Published: Monday, February 5, 2007
JFS tightens criteria for aid recipients
Clothing and shelter were some of the biggest increases in need.
By ED RUNYAN
WARREN A sizable increase in need for Trumbull County's "Prevention, Retention and Contingency" plan demonstrates the problems of the working poor.
Tom Mahoney, county Department of Job and Family Services director, said the agency recently tightened some of the requirements for getting money from the program after it discovered the amount paid to beneficiaries had skyrocketed from $1.1 million in the second half of 2005 to $1.7 million in the second half of 2006.
Mahoney said the "giant spike" in payouts under the program is the result of the "lack of jobs and terrible economy" in Trumbull County.

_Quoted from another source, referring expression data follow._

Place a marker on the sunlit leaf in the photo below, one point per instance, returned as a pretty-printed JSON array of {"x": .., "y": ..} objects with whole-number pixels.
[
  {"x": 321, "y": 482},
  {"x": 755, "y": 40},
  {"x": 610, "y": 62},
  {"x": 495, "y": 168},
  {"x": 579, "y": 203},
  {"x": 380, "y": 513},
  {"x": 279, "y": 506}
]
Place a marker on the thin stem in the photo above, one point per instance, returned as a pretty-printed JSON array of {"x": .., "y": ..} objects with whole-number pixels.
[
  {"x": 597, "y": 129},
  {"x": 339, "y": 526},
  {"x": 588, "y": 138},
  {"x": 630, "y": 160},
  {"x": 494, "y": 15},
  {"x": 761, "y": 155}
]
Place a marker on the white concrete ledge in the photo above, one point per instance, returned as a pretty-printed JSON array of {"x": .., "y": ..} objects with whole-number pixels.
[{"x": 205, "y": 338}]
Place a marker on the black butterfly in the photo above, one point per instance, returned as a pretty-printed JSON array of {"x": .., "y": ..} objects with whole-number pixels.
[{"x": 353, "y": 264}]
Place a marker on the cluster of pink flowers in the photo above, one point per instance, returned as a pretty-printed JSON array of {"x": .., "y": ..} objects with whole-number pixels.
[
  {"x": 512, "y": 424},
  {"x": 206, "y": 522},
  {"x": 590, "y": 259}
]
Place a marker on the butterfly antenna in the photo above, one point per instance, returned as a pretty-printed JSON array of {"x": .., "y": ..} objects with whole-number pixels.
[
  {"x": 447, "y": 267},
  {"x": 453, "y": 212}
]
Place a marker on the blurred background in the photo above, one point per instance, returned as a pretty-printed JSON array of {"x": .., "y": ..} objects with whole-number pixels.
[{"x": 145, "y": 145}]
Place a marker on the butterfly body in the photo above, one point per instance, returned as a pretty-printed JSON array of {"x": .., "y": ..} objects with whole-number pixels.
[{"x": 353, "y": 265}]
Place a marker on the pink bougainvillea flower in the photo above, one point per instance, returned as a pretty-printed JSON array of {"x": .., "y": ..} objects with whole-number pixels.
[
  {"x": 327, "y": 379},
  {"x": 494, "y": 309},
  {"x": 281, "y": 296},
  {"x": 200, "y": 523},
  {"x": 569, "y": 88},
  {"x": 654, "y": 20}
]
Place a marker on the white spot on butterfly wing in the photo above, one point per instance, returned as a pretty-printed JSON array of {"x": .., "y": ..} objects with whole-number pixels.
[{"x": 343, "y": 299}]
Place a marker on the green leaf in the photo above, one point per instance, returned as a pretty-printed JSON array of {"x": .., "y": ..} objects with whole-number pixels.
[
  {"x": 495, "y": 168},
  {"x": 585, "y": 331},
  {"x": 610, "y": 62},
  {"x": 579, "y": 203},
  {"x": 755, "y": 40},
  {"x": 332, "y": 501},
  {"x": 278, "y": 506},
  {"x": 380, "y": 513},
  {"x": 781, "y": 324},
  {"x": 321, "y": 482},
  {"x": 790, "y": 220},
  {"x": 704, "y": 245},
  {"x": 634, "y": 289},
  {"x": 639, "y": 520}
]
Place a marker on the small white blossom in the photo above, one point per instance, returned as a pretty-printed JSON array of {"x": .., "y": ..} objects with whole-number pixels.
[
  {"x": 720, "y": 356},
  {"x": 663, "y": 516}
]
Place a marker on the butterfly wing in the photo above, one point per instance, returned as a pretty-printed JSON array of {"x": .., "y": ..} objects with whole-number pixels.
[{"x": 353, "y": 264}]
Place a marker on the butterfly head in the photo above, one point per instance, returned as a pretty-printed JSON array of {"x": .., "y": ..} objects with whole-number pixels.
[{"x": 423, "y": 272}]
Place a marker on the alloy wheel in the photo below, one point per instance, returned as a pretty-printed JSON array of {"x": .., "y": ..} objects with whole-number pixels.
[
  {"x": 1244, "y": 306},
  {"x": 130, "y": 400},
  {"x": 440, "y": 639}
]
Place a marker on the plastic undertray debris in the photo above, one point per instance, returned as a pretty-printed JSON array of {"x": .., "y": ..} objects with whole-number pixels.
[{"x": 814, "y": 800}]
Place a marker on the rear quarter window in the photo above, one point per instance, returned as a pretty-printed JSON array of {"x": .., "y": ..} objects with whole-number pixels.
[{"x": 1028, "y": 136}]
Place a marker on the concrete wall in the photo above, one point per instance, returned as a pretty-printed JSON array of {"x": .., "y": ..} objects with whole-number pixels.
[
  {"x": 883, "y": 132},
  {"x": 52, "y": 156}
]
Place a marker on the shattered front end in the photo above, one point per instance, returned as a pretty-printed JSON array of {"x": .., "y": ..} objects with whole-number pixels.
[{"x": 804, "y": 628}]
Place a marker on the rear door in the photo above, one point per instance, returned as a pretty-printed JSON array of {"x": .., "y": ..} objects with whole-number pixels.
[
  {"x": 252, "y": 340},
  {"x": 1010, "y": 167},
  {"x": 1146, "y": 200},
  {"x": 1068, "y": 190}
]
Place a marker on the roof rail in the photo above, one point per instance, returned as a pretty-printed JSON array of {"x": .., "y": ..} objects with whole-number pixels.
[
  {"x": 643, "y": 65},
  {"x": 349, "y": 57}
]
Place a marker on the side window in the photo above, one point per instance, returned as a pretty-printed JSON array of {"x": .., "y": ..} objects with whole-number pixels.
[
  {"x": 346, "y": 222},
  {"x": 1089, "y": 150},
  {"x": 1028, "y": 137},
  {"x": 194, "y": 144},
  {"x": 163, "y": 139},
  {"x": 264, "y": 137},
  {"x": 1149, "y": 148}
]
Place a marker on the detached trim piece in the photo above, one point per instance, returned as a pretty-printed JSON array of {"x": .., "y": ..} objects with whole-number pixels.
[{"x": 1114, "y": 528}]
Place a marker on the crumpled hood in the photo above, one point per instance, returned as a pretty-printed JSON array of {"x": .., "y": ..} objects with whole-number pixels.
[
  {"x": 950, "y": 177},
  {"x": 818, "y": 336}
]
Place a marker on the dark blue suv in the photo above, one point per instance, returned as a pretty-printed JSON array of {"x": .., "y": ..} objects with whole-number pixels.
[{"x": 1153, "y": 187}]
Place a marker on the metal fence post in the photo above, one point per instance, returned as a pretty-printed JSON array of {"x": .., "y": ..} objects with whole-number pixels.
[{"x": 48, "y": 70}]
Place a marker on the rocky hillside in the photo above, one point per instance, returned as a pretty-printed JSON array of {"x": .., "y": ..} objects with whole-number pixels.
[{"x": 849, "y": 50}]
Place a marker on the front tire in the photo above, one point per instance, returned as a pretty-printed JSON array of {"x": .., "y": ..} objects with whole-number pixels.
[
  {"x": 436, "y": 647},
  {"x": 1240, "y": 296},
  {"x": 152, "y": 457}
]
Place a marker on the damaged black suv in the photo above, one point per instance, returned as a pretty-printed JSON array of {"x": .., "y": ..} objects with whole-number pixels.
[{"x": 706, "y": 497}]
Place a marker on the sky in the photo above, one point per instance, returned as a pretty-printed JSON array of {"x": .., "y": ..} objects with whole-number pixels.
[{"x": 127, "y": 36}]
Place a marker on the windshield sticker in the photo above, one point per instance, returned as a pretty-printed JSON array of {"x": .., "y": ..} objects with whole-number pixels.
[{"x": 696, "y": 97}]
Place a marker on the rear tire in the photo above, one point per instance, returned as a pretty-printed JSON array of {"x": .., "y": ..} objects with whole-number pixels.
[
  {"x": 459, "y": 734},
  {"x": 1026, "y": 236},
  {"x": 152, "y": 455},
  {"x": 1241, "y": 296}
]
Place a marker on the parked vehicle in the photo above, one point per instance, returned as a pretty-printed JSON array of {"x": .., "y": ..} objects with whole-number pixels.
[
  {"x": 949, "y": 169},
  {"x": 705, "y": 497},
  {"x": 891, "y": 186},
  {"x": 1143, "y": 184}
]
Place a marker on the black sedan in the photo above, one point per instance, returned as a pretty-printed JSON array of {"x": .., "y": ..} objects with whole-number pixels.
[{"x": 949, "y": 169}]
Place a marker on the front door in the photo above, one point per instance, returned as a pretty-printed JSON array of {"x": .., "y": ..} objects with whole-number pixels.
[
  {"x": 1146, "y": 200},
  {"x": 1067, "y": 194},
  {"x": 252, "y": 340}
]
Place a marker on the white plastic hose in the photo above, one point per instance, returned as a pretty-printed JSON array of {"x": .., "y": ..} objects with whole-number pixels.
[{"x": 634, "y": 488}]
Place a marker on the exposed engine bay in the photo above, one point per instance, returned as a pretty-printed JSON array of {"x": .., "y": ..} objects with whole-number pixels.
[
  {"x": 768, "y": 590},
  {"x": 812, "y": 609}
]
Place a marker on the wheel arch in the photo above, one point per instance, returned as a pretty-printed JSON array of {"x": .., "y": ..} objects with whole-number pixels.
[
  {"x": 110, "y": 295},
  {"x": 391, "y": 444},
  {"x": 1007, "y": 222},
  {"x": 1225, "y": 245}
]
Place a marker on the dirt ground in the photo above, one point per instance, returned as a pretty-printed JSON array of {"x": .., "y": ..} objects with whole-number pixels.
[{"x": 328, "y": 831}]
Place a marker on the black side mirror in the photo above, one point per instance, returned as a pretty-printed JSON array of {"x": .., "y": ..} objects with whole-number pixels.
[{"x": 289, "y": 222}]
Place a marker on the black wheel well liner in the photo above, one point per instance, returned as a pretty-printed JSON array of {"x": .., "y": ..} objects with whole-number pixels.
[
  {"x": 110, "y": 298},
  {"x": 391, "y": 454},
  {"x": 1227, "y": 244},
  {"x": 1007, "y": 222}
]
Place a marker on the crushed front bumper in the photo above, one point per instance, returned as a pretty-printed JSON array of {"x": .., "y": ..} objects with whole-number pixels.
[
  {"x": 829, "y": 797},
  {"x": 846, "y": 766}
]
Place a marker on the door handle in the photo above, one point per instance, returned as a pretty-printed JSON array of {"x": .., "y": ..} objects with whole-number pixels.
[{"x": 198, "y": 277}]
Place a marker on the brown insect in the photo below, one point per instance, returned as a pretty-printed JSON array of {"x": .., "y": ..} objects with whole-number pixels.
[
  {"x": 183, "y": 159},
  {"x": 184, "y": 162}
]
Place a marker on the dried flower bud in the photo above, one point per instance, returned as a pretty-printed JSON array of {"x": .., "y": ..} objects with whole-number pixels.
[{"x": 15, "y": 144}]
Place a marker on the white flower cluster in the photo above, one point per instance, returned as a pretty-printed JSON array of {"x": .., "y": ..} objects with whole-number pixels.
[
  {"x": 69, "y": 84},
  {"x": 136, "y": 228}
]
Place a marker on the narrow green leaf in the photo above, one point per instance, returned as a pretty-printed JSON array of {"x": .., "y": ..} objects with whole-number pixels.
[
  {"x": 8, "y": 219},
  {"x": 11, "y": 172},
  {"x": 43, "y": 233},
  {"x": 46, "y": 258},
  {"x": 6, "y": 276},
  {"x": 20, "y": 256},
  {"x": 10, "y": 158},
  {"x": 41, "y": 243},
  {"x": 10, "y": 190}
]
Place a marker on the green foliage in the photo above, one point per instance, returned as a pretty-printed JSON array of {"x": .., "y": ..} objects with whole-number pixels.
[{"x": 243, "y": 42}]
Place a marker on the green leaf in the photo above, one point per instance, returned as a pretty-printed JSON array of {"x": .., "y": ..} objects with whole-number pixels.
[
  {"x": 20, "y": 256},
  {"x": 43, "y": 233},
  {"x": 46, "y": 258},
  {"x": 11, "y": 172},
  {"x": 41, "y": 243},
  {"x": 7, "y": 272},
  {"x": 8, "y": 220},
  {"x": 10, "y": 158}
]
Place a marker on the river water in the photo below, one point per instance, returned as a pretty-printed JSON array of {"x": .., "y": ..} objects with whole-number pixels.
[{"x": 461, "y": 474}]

Mahoney said there is a limited amount of money available. The money for the program comes from a federal program called Temporary Assistance for Needy Families.
To stretch the money enough to last the second half of the fiscal year, the JFS department changed some of the requirements effective today.
The director said foreclosures, higher utilities and gas prices are among the other reasons local working families are having so much trouble making ends meet.
The PRC program provides assistance of up to $1,200 per year for low-income people; most are working but some are being trained for a job. The aid is for auto repairs, gas cards, disaster services, school clothes, uniforms work clothes and shelter expenses.
Increases
These are increases in benefits paid between the second half of 2005 and the second half of 2006:
Car repairs, from $466,748 in 2005 to $605,154 in 2006.
Clothes, from $22,151 in 2005 to $76,890 in 2006.
Shelter, from $118,348 in 2005 to $239,189 in 2006.
Utilities, from $529,075 to $802,896 in 2006.
The assistance is designed to help people who are trying to make it on their own but need a little help.
"We do this so they don't become full customers" in even more costly programs, Mahoney said.
The program is aimed at promoting self-sufficiency by promoting work and personal responsibility.
One of the changes that had to be made was that auto repair assistance can no longer be for damage caused by an accident or for expenses associated with insurance, such as help with deductibles or payments required while the customer is awaiting insurance reimbursement.
Barb Armour, program administrator with the agency, said that change was made because there were so many people collecting money through the program.
The agency has also cut back on the gas card program. Instead of giving people up to $600 per year, they can get up to $400 now, and only those people working a minimum of 30 hours per week at minimum wage now qualify, Armour said.
"When you start to run out of money, you try to serve the ones most in need," Mahoney said, adding that if the eligibility requirements of the program had not been stiffened, the need would have "bankrupted the program."